Concerns raised over FDA’s COVID-19-related relaxation of labelling requirements

The Food and Drug Administration in the USA has issued guidance to food manufacturers to provide temporary regulatory flexibility in food labelling requirements under certain circumstances. This is designed to help minimise the impact of supply chain disruptions associated with product availability due to the COVID-19 pandemic.

Manufacturers now have the flexibility to use existing labels without making otherwise-required changes when making minor formula adjustments due to unforeseen shortages or supply chain disruptions brought about by the COVID-19 pandemic.
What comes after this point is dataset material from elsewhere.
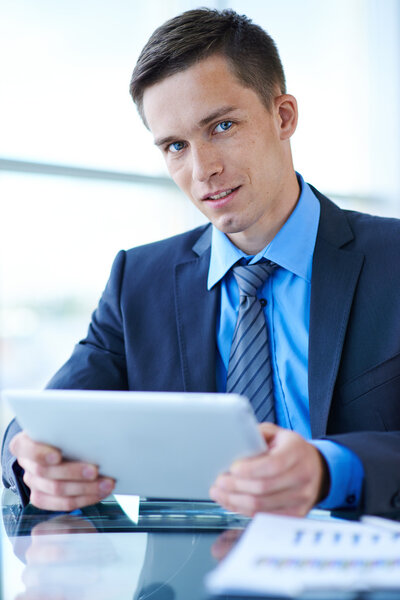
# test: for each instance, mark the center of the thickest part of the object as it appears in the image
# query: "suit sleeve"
(379, 452)
(97, 363)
The labelling flexibility only applies where the temporary formulation modifications do not pose a health or safety issue and do not cause significant changes in the finished food. Specifically, the ingredient being substituted for the labelled ingredient must not cause any adverse health effect, including food allergens, gluten, sulphites, or other ingredients known to cause sensitivities.

Consumer groups have responded to the guidance saying this degree of flexibility brings increased risk for people with food allergies. They are also disappointed the guidance was introduced immediately and without any public consultation. The FDA maintains they determined prior public comment was not feasible or appropriate in the COVID-19 public health emergency situation.

The full Guidance document can be downloaded from the FDA website. Published responses include an opinion piece by Dr Gary Stadtmauer, an allergist-immunologist in New York City, and information provided to consumers by the organisation SnackSafely.com.